OLYMPIA, Wash. — Washington state Attorney General Bob Ferguson is leading a coalition of states filing a lawsuit in federal court Tuesday challenging the operational changes within the U.S. Postal Service.
The lawsuit asserts that Postmaster General Louis DeJoy implemented changes to USPS "unlawfully."
The lawsuit seeks to stop service reductions caused by eliminating staff overtime, stopping outgoing mail processing at state distribution centers, and removing mail sorting equipment. All of which, according to the lawsuit, threatens the "timely delivery of mail to millions of Americans" relying on USPS for "everything from medical prescriptions to ballots."
However, after Ferguson unveiled the lawsuit, Postmaster General Louis DeJoy announced Tuesday that he would delay certain changes until after the election to "avoid even the appearance of any impact on election mail." Those changes include retaining retail hours at post offices and keeping mail-processing equipment and boxes in places. No facilities will be closed, and overtime will be approved “as needed.”
During the official announcement of the lawsuit, Ferguson said the delay in changes was an indication that the coalition has "already had some success." Though they are not declaring victory.

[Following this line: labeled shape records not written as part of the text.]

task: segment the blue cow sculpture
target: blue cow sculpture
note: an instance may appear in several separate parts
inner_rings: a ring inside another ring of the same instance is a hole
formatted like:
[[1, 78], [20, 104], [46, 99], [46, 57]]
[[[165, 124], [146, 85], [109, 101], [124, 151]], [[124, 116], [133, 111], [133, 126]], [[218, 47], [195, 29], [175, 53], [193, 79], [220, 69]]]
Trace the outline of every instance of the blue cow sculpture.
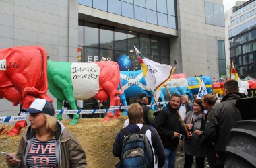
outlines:
[[[177, 93], [181, 95], [187, 95], [189, 93], [187, 77], [184, 73], [173, 74], [172, 79], [165, 85], [171, 95]], [[161, 87], [161, 90], [164, 96], [169, 96], [164, 86]]]
[[[146, 95], [150, 95], [152, 97], [151, 104], [154, 103], [152, 93], [150, 87], [147, 87], [142, 70], [121, 71], [120, 71], [120, 74], [123, 93], [119, 97], [123, 105], [127, 105], [126, 98], [137, 97], [141, 93], [145, 93]], [[118, 89], [120, 89], [119, 86]], [[165, 101], [162, 93], [161, 93], [160, 98], [162, 101]], [[152, 108], [153, 106], [152, 106]], [[155, 108], [157, 108], [156, 106], [155, 106]], [[125, 110], [123, 113], [123, 116], [127, 115], [127, 110]]]
[[194, 99], [193, 95], [198, 94], [203, 79], [208, 93], [212, 93], [212, 79], [210, 77], [200, 76], [197, 77], [188, 77], [187, 82], [189, 87], [189, 96], [191, 100]]

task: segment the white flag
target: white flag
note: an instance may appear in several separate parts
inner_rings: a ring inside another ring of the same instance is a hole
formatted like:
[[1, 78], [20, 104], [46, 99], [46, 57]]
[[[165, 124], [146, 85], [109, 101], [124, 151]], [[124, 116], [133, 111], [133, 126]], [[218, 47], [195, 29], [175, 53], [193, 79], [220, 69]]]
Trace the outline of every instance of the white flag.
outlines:
[[203, 99], [203, 95], [207, 95], [207, 94], [208, 94], [208, 92], [207, 91], [207, 89], [206, 89], [205, 85], [204, 84], [203, 79], [202, 82], [201, 83], [200, 88], [199, 88], [199, 91], [198, 91], [197, 99]]

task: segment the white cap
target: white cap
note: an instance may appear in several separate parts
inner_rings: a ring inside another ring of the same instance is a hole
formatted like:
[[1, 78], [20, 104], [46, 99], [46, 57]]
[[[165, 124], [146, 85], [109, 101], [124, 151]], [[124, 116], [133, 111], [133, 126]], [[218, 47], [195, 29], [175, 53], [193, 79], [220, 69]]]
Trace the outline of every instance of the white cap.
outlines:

Ferguson said some "harm" has already been done by cuts to the postal service, but the worst may still be ahead.
According to the lawsuit, DeJoy was implementing a plan to halt processing outgoing mail at three of Washington state's five distribution centers: Tacoma, Wenatchee and Yakima.
“For partisan gain, President Trump is attempting to destroy a critical institution that is essential for millions of Americans,” Ferguson said. “We rely on the Postal Service for our Social Security benefits, prescriptions — and exercising our right to vote. Our coalition will fight to protect the Postal Service and uphold the rule of law in federal court.”
Due to the changes at USPS, the postal service previously warned states it could not guarantee that all ballots cast by mail for the Nov. 3 General Election will arrive on time to be counted.
The Centers for Disease Control and Prevention recommends mail ballots as a way to vote without risking exposure to coronavirus at the polls.
However, Washington Secretary of State Kim Wyman said ballot delivery and return services should continue without "significant delay or interruption this fall."
Wyman said they are "confident in our partnership with the U.S. Postal Service and its ability to continue delivering the same outstanding service to voters, the Office of the Secretary of State, and Washington’s 39 county election officials."